На Джукджуре всего более отличился мой слуга Тимофей. Только что тронулся на крутизну наш караван и каменья зажурчали под ногами лошадей, вдруг Тимофей рванулся вперед и понесся в гору впереди всех. Он обогнал вьючных лошадей, обогнал проводников, даже собаку, и всё еще, с распростертыми руками, в каком-то испуге, несся неистово в гору. «Тимофей! куда ты? с ума сошел! — кричал я, изнемогая от усталости, — ведь гора велика, успеешь устать!» Но он махнул рукой и несся всё выше, лошади выбивались из сил и падали, собака и та высунула язык; несся один Тимофей. Наконец он и наши верховые лошади вбежали на вершину горы и в одно время скрылись из виду. «Зачем это ты?» — спросил я потом. «Однажды…» — начал он и не мог продолжать, задохся и уже на станции рассказал. «Зачем ты бежал так вверх?» — спросил я. Он, помолчав немного, начал так: «Однажды я ехал из Буюкдерэ в Константинополь и на минуту слез… а лошадь ушла вперед с дороги: так я и пришел пешком, верст пятнадцать будет…» — «Ну так что ж?» — «Вот я и боялся, — заключил Тимофей, — что, пожалуй, и эти лошади уйдут, вбежавши на гору, так чтоб не пришлось тоже идти пешком». — «Эти лошади уйдут!» — с горьким смехом воскликнул кучер Иван. А лошади, взойдя, стали как вкопанные и поникли головами.

Пустая юрта между Челасином и Маилом.

Вы, конечно, не удивляетесь, что я не говорю ни о каких встречах по дороге? Здесь никто не живет, начиная от Ледовитого моря до китайских границ, кроме кочевых тунгус, разбросанных кое-где на этих огромных пространствах. Даже птицы, и те мимолетом здесь. Зверей, говорят, много, но мы, кроме бурундучков и белок, других не видали. И слава Богу: встреча с медведем могла бы доставить удовольствие, а может быть, и некоторую выгоду — только ему одному: нас она повергла бы в недоумение, а лошадей в неистовый испуг.

Тоска сжимает сердце, когда проезжаешь эти немые пустыни. Спросил бы стоящие по сторонам горы, когда они и всё окружающее их увидело свет; спросил бы что-нибудь, кого-нибудь, поговорил хоть бы с нашим проводником, якутом; сделаешь заученный по-якутски вопрос: «Кась бироста ям?» («Сколько верст до станции?»). Он и скажет, да не поймешь, или «гра-гра» ответит («далеко»), или «чугес» («скоро, тотчас»), и опять едешь целые часы молча.

Выработанному человеку в этих невыработанных пустынях пока делать нечего. Надо быть отчаянным поэтом, чтоб на тысячах верст наслаждаться величием пустынного и скукой собственного молчания, или дикарем, чтоб считать эти горы, камни, деревья за мебель и украшение своего жилища, медведей — за товарищей, а дичь — за провизию.
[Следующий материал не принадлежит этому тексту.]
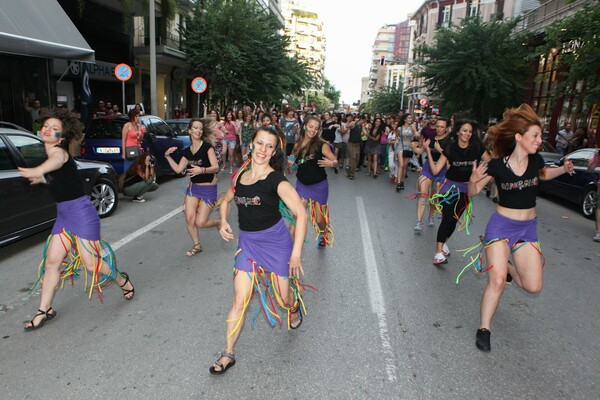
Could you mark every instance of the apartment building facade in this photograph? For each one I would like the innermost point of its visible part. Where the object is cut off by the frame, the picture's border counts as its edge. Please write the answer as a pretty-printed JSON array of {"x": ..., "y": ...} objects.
[{"x": 307, "y": 39}]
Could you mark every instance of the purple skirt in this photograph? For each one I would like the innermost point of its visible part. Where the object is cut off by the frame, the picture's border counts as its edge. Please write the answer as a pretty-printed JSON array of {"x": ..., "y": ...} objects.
[
  {"x": 318, "y": 192},
  {"x": 206, "y": 193},
  {"x": 79, "y": 217},
  {"x": 426, "y": 171},
  {"x": 501, "y": 227},
  {"x": 270, "y": 248},
  {"x": 459, "y": 187}
]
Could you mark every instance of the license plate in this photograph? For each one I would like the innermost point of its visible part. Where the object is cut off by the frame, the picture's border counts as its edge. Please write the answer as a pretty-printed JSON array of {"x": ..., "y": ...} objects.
[{"x": 108, "y": 150}]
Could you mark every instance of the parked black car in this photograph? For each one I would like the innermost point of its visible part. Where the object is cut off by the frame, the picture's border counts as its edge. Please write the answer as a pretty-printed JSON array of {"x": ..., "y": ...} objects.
[
  {"x": 578, "y": 188},
  {"x": 102, "y": 141},
  {"x": 27, "y": 209}
]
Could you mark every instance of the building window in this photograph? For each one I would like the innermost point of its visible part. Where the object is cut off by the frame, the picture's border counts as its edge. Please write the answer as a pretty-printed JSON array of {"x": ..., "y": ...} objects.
[
  {"x": 473, "y": 8},
  {"x": 445, "y": 16}
]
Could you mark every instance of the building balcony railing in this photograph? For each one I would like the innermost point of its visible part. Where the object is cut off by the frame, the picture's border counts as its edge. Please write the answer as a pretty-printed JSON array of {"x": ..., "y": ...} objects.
[
  {"x": 169, "y": 40},
  {"x": 548, "y": 12},
  {"x": 167, "y": 45}
]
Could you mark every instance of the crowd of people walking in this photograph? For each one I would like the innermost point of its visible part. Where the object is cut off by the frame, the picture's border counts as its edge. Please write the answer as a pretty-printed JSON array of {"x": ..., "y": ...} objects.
[{"x": 262, "y": 149}]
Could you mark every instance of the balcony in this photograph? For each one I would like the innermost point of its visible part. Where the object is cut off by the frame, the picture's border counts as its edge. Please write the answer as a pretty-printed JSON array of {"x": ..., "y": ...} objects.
[
  {"x": 168, "y": 49},
  {"x": 547, "y": 13}
]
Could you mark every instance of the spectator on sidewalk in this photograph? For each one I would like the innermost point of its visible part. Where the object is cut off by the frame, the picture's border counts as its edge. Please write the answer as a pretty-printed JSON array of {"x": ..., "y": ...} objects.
[
  {"x": 140, "y": 178},
  {"x": 563, "y": 139},
  {"x": 595, "y": 162}
]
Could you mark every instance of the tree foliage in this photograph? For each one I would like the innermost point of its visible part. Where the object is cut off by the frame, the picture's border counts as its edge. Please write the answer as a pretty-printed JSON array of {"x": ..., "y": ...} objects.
[
  {"x": 577, "y": 39},
  {"x": 332, "y": 94},
  {"x": 476, "y": 68},
  {"x": 237, "y": 48},
  {"x": 386, "y": 101}
]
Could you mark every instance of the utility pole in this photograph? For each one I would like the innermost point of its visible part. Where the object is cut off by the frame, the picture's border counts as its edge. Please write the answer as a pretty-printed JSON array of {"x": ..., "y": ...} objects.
[{"x": 153, "y": 101}]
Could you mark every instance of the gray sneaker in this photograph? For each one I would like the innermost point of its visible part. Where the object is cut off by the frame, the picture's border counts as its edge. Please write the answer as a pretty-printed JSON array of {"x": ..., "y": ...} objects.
[{"x": 419, "y": 227}]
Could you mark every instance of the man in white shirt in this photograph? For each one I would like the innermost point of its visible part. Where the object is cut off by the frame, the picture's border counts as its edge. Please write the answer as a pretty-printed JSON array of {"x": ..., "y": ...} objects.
[{"x": 563, "y": 138}]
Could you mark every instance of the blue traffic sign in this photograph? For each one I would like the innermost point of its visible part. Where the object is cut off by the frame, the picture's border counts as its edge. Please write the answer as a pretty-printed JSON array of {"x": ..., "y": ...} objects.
[
  {"x": 199, "y": 84},
  {"x": 123, "y": 72}
]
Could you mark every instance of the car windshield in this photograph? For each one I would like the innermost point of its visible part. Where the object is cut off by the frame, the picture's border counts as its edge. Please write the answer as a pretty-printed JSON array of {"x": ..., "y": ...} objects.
[
  {"x": 31, "y": 148},
  {"x": 105, "y": 129},
  {"x": 547, "y": 147},
  {"x": 580, "y": 158}
]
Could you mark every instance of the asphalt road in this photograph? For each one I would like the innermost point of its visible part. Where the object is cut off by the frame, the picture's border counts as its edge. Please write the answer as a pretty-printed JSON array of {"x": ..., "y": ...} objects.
[{"x": 384, "y": 324}]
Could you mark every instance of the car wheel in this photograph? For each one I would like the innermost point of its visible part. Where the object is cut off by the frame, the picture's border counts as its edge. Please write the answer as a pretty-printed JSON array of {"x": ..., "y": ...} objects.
[
  {"x": 104, "y": 197},
  {"x": 589, "y": 203}
]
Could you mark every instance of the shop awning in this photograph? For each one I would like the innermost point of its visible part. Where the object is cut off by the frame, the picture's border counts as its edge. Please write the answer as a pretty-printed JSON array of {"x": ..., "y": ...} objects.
[{"x": 40, "y": 28}]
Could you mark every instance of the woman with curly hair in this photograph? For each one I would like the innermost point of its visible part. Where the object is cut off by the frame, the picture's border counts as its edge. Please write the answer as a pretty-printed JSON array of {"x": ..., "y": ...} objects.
[
  {"x": 267, "y": 260},
  {"x": 464, "y": 150},
  {"x": 372, "y": 148},
  {"x": 75, "y": 238},
  {"x": 312, "y": 155},
  {"x": 512, "y": 228},
  {"x": 200, "y": 162}
]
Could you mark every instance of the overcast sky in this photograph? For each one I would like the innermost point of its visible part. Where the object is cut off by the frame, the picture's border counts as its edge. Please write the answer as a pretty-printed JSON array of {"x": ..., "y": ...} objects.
[{"x": 350, "y": 29}]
Вчера мы пробыли одиннадцать часов в седлах, а с остановками — двенадцать с половиною. Дорога от Челасина шла было хороша, нельзя лучше, даже без камней, но верстах в четырнадцати или пятнадцати вдруг мы въехали в заросшие лесом болота. Лес част, как волосы на голове, болота топки, лошади вязли по брюхо и не знали, что делать, а мы, всадники, еще меньше. Переезжая болото, только и ждешь с беспокойством, которой ногой оступится лошадь.
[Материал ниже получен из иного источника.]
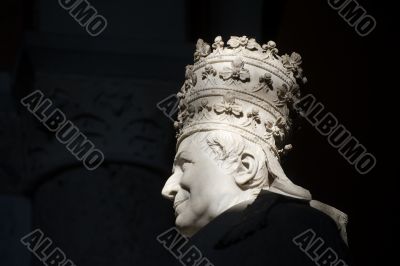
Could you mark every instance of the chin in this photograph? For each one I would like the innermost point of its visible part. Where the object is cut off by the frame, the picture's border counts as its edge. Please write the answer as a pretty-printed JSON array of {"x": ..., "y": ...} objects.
[{"x": 185, "y": 228}]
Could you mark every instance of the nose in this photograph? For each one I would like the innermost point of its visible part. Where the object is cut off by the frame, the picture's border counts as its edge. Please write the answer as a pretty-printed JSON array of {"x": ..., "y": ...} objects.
[{"x": 171, "y": 187}]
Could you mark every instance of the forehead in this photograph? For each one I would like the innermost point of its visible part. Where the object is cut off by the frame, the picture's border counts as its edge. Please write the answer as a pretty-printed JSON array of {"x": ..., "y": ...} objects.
[{"x": 189, "y": 144}]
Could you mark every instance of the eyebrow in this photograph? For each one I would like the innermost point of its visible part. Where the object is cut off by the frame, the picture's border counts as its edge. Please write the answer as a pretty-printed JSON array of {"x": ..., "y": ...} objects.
[{"x": 180, "y": 155}]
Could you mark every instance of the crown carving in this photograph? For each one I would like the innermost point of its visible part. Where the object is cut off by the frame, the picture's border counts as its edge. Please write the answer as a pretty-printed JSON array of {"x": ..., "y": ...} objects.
[{"x": 242, "y": 87}]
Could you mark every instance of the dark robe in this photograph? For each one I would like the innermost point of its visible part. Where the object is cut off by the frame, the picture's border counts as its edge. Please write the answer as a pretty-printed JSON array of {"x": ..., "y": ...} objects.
[{"x": 274, "y": 230}]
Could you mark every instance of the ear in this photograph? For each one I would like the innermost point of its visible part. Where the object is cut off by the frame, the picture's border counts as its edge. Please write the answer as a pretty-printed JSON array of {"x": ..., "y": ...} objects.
[{"x": 247, "y": 169}]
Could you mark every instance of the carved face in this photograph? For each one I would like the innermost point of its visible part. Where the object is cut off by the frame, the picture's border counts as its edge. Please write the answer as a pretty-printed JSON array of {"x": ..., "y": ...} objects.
[{"x": 200, "y": 187}]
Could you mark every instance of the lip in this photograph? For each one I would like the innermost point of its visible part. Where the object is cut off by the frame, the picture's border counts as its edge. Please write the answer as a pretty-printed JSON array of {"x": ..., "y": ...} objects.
[{"x": 179, "y": 202}]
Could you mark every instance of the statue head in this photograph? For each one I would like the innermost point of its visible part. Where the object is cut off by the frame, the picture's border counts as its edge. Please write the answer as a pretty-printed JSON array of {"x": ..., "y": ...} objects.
[{"x": 231, "y": 131}]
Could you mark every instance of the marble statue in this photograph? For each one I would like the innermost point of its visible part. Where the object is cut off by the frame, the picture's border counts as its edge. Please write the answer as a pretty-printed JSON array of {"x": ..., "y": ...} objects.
[{"x": 235, "y": 110}]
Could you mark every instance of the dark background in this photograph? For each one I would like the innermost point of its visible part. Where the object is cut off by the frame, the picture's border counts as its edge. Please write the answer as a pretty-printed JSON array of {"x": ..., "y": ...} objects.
[{"x": 109, "y": 86}]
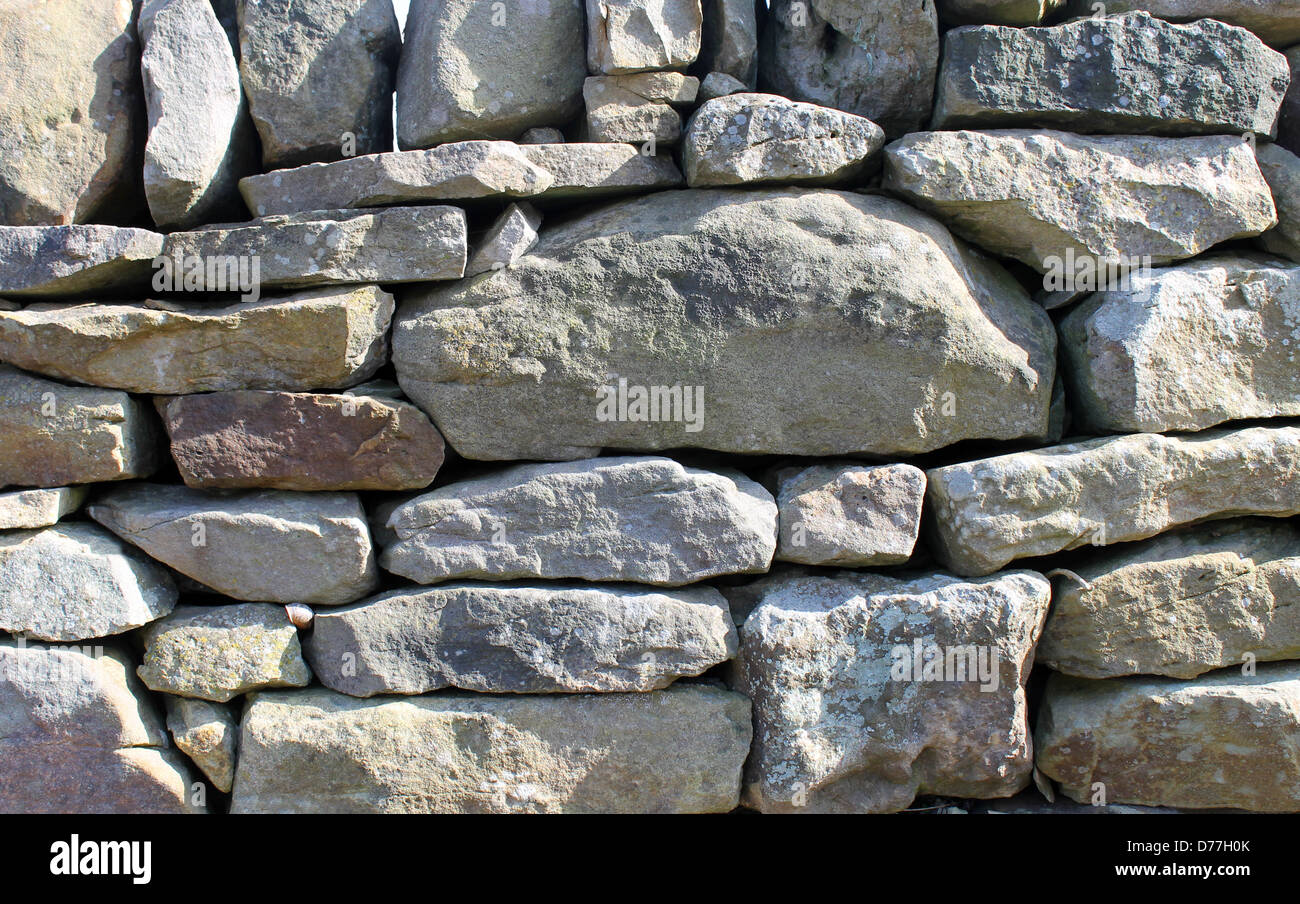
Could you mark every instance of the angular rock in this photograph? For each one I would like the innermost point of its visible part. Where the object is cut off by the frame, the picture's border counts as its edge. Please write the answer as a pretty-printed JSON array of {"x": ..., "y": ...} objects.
[
  {"x": 748, "y": 138},
  {"x": 52, "y": 435},
  {"x": 869, "y": 690},
  {"x": 1108, "y": 491},
  {"x": 273, "y": 545},
  {"x": 1179, "y": 605},
  {"x": 1041, "y": 195},
  {"x": 219, "y": 652},
  {"x": 1135, "y": 359},
  {"x": 324, "y": 338},
  {"x": 475, "y": 70},
  {"x": 537, "y": 639},
  {"x": 640, "y": 519},
  {"x": 672, "y": 751},
  {"x": 849, "y": 515},
  {"x": 869, "y": 57},
  {"x": 70, "y": 124},
  {"x": 1220, "y": 742},
  {"x": 300, "y": 441},
  {"x": 746, "y": 305},
  {"x": 316, "y": 70},
  {"x": 1118, "y": 73}
]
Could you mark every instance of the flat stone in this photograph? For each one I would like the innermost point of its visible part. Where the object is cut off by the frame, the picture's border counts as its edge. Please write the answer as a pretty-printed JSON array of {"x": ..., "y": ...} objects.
[
  {"x": 687, "y": 289},
  {"x": 746, "y": 138},
  {"x": 637, "y": 519},
  {"x": 672, "y": 751},
  {"x": 219, "y": 652},
  {"x": 271, "y": 545},
  {"x": 1218, "y": 742},
  {"x": 300, "y": 441},
  {"x": 324, "y": 338},
  {"x": 1108, "y": 491},
  {"x": 1135, "y": 359},
  {"x": 1122, "y": 74},
  {"x": 1041, "y": 195},
  {"x": 848, "y": 717},
  {"x": 849, "y": 514},
  {"x": 534, "y": 639},
  {"x": 1182, "y": 604}
]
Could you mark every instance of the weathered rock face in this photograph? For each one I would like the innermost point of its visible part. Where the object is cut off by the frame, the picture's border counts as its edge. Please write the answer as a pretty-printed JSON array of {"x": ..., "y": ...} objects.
[
  {"x": 52, "y": 435},
  {"x": 219, "y": 652},
  {"x": 273, "y": 545},
  {"x": 1106, "y": 491},
  {"x": 849, "y": 515},
  {"x": 1138, "y": 736},
  {"x": 1041, "y": 195},
  {"x": 70, "y": 119},
  {"x": 537, "y": 639},
  {"x": 473, "y": 70},
  {"x": 766, "y": 308},
  {"x": 849, "y": 717},
  {"x": 78, "y": 735},
  {"x": 870, "y": 57},
  {"x": 300, "y": 441},
  {"x": 674, "y": 751},
  {"x": 1136, "y": 360},
  {"x": 1182, "y": 604},
  {"x": 313, "y": 340},
  {"x": 637, "y": 519},
  {"x": 1119, "y": 73},
  {"x": 762, "y": 138},
  {"x": 315, "y": 70}
]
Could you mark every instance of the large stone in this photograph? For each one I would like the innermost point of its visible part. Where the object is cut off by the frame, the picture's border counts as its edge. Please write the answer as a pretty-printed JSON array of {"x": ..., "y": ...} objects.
[
  {"x": 1187, "y": 347},
  {"x": 1108, "y": 491},
  {"x": 1043, "y": 195},
  {"x": 52, "y": 435},
  {"x": 672, "y": 751},
  {"x": 638, "y": 519},
  {"x": 59, "y": 262},
  {"x": 72, "y": 121},
  {"x": 477, "y": 70},
  {"x": 273, "y": 545},
  {"x": 463, "y": 171},
  {"x": 219, "y": 652},
  {"x": 871, "y": 57},
  {"x": 736, "y": 320},
  {"x": 317, "y": 72},
  {"x": 1225, "y": 740},
  {"x": 325, "y": 338},
  {"x": 534, "y": 639},
  {"x": 870, "y": 690},
  {"x": 334, "y": 247},
  {"x": 1179, "y": 605},
  {"x": 1118, "y": 73},
  {"x": 302, "y": 441},
  {"x": 746, "y": 138},
  {"x": 79, "y": 735}
]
Везде мох и болото; напрасно вы смотрите кругом во все стороны: нет выхода из бесконечных тундр, непроходимых без проводника. Горе тому, кто бы сам собой попробовал сунуться в сторону: дороги нет, указать ее некому. Болота так задержали нас, что мы не могли доехать до станции и остановились в пустой, брошенной юрте, где развели огонь, пили чай и ночевали. Холодно было; вчера летела изморозь, дул ветер, небо мрачное и темное — осень, осень. Наши проводники залезли к нам погреться; мы дали им по стакану чаю, хотели дать водки, но и у нас ее нет: она разбилась на Джукджуре, когда перевернулись две лошади, а может быть, наша свита как-нибудь сама разбила ее… Потом якуты повели лошадей на кормовище за речку, там развели огонь и заварили свои два блюда: варенную в воде муку с маслом и муку, варенную в воде, без масла.
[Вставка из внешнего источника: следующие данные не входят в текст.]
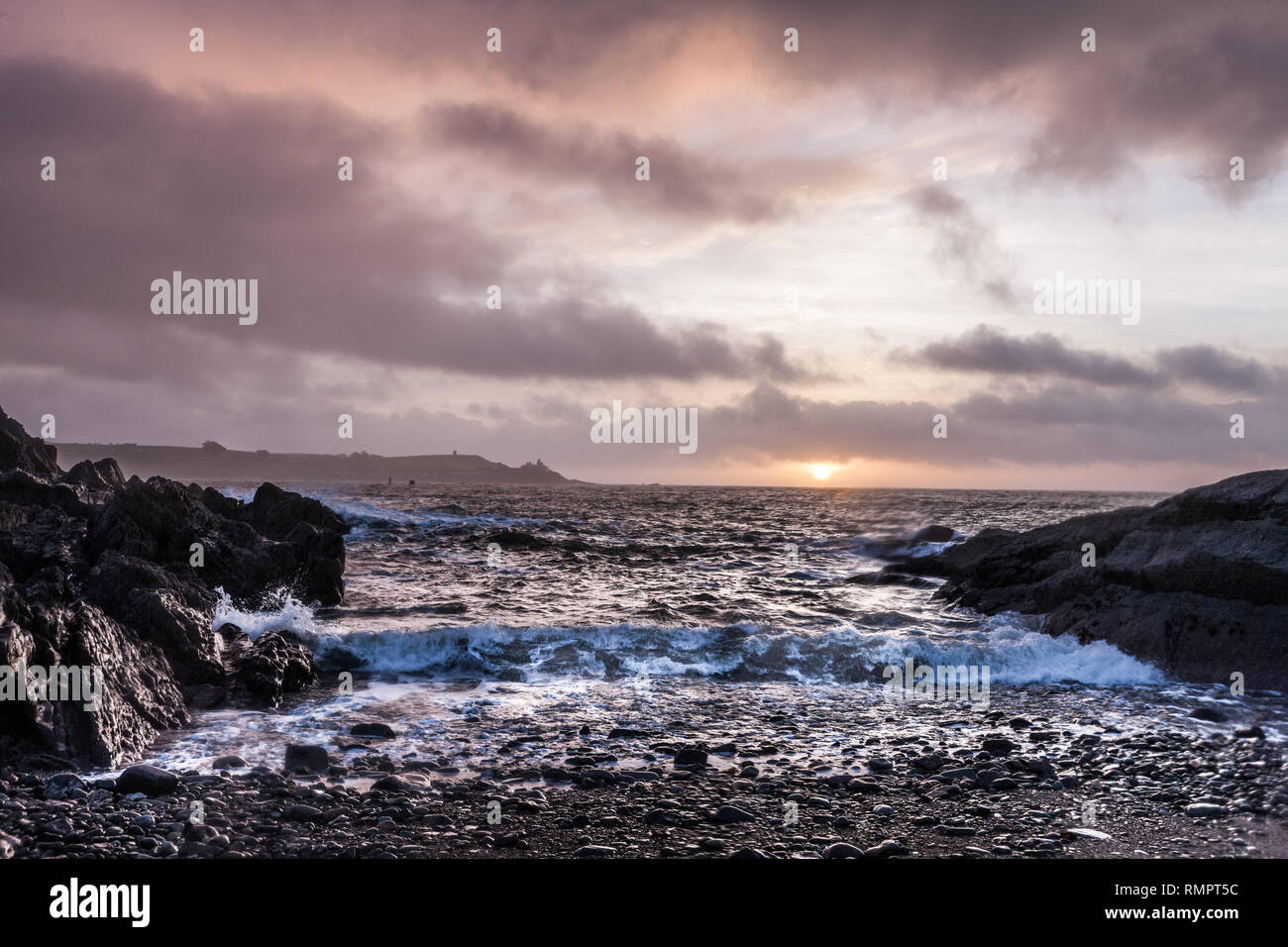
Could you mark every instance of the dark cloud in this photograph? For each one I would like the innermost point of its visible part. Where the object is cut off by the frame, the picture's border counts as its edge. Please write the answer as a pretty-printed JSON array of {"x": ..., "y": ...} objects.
[
  {"x": 987, "y": 350},
  {"x": 1057, "y": 425},
  {"x": 965, "y": 241},
  {"x": 991, "y": 351},
  {"x": 1219, "y": 368},
  {"x": 681, "y": 182},
  {"x": 230, "y": 185}
]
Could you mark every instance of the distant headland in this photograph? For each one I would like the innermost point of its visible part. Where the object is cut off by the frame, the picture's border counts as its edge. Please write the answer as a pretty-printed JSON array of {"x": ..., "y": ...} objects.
[{"x": 213, "y": 462}]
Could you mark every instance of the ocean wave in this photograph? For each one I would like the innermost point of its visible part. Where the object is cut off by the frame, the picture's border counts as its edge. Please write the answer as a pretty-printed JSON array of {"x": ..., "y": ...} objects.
[
  {"x": 281, "y": 611},
  {"x": 1013, "y": 652}
]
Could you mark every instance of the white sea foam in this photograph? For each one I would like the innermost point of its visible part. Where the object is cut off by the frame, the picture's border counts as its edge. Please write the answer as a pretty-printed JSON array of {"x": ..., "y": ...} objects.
[
  {"x": 1016, "y": 655},
  {"x": 282, "y": 612}
]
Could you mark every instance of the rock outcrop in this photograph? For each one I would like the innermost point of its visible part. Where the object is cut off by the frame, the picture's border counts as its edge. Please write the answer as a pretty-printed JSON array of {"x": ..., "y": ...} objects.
[
  {"x": 1197, "y": 583},
  {"x": 103, "y": 575}
]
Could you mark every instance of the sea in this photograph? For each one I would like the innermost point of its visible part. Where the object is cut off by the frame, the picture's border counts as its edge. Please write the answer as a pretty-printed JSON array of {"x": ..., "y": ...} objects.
[{"x": 523, "y": 607}]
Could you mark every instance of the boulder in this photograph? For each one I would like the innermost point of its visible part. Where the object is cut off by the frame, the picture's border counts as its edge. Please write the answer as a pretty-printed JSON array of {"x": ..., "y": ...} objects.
[
  {"x": 98, "y": 573},
  {"x": 1196, "y": 585}
]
Кучер Иван, по своей части, приобрел замечательное сведение, что здешние лошади живут будто бы по пятидесяти лет, и сообщил об этом нам. Не знаю, правда ли.

Уже вьючат лошадей, пора ехать, мы еще не сделали вчера сорока верст. Маил в нескольких верстах отсюда.

Опять пустая юрта.

Что Джукджур, что каменистая дорога, что горные речки — в сравнении с болотами! Подъезжаете вы к грязному пространству: сверху вода; проводник останавливается и осматривает, нет ли объезда: если нет, он нехотя пускает свою лошадь, она, еще более нехотя, но все-таки с резигнацией, без всякого протеста, осторожно ступает, за ней другие. Вдруг та оступилась передними, другая задними ногами, а та и теми и другими. Всадник в беспокойстве сидит — наготове упасть, если упадет лошадь, но упасть как можно безопаснее. Между тем лошадь чувствует, что она вязнет глубоко: вот она начинает делать отчаянные усилия и порывисто поднимает кверху то крестец, то спину, то голову. Хорошо в это время седоку! Наконец, побившись, она ложится набок, ложитесь поскорее и вы: оно безопаснее. Так я и сделал однажды.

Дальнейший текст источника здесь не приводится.